这时可以用text处理并且用bindparams函数绑定数据

In [None]:
s = 'select users.id, users.name, users.fullname from test.users where users.id=:user_id'

s = text(s).bindparams(user_id=1)


print_sql(engine,s,compile_kwargs={'literal_binds':True})
engine.execute(s).fetchall()


也可以在execute阶段传入数据

In [None]:
s = 'select users.id, users.name, users.fullname from test.users where users.id=:user_id'

s = text(s)


print_sql(engine,s)
engine.execute(s,user_id = 1).fetchall()


除了用文本定义大段的SQL逻辑外，也可以用文本SQL的片段去定义部分的SQLAlchemy逻辑。注意最外层的结构是sqlalchemy.sql.selectable.Select,绑定数据的时候用调用的method是params而不是bindparams

In [None]:
s = (
    select(
            [
               text("users.fullname || ', ' || addresses.email_address AS title")
            ]
        ).where(
            and_(
                text("users.id = addresses.user_id"),
                text("users.name BETWEEN 'm' AND 'z'"),
                text(
                    "(addresses.email_address LIKE :x "
                    "OR addresses.email_address LIKE :y)")
                )
        ).select_from(
            text('test.users, test.addresses')
        )
)

s = s.params({'x':'%@aol.com', 'y':'%@msn.com'})

print_sql(engine, s)

engine.execute(s).fetchall()

如果用文本定义的SQL片段是table,和column, 可以用literal_column, table代替text去处理文本SQL。

In [None]:
from sqlalchemy import literal_column, String,table,literal

users = table('users')
users.schema = 'test'

s = select(
    [
        literal_column('users.id').label('id'),
        (literal('=<')+literal_column('users.fullname',type_ = String)+literal('>=')).label('name')        
    ]
).select_from (
    users
)

print_sql(engine,s1)

read_select(engine,s1)

注意schema不能在构造table时以字符串传入，否则生成的语句会错误

In [None]:
from sqlalchemy import literal_column, String,table,literal


s = select(
    [
        literal_column('users.id').label('id'),
        (literal('=<')+literal_column('users.fullname',type_ = String)+literal('>=')).label('name')        
    ]
).select_from (
    table('test.users')
)

print_sql(engine,s)

try:
    read_select(engine,s)
except Exception as e:
    print(type(e),e)

用literal_column和table相比text,构造出的object能够更好的被SQLAlchemy支持。
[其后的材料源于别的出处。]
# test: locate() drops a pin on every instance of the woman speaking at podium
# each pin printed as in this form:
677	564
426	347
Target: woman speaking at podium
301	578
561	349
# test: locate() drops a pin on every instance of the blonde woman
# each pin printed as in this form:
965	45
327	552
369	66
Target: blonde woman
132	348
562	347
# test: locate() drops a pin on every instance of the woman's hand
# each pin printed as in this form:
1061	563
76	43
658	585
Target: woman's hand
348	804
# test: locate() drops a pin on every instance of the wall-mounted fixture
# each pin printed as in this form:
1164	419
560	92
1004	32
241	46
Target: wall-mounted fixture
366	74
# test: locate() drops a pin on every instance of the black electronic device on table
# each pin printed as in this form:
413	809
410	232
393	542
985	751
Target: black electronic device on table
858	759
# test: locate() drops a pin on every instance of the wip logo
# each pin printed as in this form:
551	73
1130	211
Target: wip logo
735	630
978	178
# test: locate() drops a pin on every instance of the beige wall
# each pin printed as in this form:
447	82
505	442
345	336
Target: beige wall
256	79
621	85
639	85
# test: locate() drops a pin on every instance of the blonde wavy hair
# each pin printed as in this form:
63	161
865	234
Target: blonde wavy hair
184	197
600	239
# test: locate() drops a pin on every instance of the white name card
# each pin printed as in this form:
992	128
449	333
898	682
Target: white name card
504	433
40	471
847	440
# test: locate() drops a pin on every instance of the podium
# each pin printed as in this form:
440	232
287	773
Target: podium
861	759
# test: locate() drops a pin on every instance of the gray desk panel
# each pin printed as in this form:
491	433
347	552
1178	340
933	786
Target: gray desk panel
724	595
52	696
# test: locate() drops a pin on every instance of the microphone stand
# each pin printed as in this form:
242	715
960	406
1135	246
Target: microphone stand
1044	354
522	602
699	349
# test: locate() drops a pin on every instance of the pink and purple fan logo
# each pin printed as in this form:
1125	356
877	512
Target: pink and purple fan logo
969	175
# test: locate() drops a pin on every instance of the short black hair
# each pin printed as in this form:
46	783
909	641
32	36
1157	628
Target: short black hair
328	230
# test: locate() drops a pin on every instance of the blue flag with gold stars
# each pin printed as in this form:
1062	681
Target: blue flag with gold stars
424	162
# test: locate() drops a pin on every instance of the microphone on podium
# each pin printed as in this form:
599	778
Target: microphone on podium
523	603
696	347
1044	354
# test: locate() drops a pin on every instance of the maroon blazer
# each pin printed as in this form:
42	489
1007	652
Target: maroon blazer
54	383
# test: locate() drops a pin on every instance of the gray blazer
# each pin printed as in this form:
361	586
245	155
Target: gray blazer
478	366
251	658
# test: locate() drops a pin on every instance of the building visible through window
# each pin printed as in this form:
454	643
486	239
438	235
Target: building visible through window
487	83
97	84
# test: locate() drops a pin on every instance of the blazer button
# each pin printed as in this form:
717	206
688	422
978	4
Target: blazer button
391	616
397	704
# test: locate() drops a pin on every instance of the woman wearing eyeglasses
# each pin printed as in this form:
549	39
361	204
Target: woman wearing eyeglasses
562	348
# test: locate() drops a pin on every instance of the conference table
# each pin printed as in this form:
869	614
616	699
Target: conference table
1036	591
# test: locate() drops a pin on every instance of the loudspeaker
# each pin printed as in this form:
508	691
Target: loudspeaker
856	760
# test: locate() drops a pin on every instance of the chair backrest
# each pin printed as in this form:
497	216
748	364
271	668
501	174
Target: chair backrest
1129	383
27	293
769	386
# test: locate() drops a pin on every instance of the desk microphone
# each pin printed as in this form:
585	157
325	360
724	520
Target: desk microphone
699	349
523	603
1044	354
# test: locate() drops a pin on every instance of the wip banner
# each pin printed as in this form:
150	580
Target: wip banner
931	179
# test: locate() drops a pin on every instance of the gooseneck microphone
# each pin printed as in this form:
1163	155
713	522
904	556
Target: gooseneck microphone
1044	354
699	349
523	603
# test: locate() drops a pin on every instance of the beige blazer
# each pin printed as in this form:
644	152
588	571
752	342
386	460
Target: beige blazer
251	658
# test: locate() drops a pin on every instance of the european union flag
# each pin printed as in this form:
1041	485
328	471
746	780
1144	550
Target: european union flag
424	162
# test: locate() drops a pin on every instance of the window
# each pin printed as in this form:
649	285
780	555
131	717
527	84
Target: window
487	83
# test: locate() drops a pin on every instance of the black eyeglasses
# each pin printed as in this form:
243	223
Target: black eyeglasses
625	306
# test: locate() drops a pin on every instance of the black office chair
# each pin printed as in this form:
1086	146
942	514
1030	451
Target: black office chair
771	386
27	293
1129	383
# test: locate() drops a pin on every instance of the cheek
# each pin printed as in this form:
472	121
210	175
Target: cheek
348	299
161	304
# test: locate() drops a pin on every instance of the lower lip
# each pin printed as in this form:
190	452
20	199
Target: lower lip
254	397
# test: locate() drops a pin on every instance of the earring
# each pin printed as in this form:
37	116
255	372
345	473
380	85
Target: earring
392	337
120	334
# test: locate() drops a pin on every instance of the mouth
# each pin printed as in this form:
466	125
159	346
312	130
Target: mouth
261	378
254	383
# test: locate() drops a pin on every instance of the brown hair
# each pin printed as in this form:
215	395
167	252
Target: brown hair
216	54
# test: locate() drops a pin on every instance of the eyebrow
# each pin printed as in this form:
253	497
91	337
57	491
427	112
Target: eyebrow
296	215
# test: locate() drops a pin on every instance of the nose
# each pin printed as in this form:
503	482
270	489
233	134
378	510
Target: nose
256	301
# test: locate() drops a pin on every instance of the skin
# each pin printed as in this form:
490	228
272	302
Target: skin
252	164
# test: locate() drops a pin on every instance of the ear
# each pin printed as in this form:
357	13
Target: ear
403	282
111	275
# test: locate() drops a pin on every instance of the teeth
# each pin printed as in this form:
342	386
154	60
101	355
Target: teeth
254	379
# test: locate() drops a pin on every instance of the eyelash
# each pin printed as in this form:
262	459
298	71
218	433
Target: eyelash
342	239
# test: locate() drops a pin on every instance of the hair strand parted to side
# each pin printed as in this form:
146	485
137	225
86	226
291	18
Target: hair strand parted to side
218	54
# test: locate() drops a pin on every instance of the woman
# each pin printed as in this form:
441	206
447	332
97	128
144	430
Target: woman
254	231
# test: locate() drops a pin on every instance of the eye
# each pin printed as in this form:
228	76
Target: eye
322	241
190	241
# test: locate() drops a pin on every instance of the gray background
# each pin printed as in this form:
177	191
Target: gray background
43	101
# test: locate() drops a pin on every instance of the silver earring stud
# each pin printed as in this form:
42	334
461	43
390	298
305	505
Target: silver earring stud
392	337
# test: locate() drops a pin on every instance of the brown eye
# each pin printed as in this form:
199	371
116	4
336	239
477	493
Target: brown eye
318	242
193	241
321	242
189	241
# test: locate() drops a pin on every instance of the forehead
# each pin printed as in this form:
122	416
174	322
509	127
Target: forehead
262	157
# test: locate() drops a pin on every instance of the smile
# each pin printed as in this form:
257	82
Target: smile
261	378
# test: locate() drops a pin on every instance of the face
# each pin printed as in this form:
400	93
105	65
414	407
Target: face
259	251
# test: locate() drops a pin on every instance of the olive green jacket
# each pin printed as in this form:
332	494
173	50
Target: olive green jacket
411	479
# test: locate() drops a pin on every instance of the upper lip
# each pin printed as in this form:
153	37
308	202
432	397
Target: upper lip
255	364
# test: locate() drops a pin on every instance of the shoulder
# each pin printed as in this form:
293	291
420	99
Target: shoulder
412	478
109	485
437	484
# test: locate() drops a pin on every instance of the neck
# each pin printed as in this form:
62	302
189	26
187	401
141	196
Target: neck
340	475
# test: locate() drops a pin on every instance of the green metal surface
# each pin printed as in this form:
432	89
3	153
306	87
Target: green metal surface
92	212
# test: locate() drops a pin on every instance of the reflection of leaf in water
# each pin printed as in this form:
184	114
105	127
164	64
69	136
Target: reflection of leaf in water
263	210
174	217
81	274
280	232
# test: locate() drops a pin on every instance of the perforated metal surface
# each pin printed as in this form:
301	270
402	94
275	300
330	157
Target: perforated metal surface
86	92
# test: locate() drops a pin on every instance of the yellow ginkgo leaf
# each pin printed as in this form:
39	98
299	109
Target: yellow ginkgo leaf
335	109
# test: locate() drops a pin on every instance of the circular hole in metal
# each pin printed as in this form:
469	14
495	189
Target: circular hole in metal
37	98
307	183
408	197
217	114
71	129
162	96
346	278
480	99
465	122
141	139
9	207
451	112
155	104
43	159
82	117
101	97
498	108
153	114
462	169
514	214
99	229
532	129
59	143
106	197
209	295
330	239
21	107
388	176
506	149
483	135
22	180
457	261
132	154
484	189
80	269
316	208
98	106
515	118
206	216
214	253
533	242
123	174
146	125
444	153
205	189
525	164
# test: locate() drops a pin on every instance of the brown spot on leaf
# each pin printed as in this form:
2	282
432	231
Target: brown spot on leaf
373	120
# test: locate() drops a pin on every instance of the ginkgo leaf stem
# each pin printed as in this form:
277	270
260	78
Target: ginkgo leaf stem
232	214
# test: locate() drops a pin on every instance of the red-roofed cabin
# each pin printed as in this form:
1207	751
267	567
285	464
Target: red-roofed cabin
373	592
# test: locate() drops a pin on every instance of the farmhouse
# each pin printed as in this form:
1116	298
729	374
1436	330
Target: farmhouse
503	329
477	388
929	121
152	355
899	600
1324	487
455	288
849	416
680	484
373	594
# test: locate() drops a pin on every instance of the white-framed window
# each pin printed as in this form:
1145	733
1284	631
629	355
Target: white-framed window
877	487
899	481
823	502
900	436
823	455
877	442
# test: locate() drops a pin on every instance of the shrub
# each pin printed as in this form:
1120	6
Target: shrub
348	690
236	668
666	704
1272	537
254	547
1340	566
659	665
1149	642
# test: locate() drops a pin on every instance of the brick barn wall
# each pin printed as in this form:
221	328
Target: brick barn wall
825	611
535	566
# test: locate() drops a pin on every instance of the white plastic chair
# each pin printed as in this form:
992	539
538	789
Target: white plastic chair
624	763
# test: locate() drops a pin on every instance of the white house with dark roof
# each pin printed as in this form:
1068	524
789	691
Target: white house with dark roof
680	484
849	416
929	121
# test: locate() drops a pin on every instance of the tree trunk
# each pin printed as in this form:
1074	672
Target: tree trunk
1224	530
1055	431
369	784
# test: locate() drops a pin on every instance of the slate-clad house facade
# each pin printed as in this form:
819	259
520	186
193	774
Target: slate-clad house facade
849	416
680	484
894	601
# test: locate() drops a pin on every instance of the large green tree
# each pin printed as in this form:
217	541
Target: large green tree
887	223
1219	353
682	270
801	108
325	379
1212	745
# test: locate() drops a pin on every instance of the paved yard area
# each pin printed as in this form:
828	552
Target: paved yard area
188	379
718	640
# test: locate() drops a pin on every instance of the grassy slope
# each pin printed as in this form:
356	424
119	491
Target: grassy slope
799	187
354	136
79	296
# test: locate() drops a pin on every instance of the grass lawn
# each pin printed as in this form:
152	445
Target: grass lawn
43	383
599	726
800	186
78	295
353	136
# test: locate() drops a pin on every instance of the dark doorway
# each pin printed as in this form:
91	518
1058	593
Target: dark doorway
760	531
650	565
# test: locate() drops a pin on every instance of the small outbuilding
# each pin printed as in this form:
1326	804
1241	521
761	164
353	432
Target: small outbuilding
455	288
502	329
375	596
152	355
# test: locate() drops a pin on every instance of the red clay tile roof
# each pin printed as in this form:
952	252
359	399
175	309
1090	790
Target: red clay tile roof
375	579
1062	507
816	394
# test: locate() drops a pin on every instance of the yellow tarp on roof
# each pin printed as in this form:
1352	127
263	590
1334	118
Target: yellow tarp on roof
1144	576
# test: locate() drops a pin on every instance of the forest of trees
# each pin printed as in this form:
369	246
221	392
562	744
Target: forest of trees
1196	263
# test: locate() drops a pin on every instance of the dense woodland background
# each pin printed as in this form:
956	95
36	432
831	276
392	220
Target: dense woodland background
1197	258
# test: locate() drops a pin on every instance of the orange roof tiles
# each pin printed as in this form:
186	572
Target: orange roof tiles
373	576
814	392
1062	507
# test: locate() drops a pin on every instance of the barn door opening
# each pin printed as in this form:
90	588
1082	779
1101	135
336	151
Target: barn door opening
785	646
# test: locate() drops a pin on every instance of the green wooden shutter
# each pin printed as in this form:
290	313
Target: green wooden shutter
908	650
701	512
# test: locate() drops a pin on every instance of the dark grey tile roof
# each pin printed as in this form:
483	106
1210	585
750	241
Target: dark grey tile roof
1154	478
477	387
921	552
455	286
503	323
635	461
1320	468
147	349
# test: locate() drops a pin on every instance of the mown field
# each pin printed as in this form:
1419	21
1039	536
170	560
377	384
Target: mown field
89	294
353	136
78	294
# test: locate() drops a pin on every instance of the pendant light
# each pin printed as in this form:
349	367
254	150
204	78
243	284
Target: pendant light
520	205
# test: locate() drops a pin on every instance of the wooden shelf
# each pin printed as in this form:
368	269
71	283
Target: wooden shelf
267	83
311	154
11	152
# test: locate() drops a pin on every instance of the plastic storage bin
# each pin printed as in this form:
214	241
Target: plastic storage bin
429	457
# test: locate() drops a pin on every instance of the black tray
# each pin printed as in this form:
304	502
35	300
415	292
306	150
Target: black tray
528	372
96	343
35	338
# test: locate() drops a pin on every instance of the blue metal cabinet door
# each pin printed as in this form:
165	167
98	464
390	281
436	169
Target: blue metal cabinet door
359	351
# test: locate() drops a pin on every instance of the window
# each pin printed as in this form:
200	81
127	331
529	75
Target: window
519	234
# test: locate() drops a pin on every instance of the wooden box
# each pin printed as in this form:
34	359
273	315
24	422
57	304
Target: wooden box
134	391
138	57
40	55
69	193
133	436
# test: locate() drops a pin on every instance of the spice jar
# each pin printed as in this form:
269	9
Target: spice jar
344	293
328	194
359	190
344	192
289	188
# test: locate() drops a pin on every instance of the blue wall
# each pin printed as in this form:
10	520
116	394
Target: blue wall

看下面的例子。

In [None]:
users, _ = reset_db(engine)
s1 = select(
    [
        users.c.id,
        text('users.fullname AS name')
    ]
)

print_sql(engine,s1)

s2 = select(
    [
        users.c.id,
        literal_column('users.fullname').label('name')
    ]
)

print_sql(engine,s2)


尽管编译出的语句是一样的，但是观察SQLAlchemy识别出的column names,发现SQLAlchemy无法识别text构造的列。

In [None]:
print(s1.c.keys())
print(s2.c.keys())

因此应该优先考虑使用literal_column, table等更"专业"的构造方式。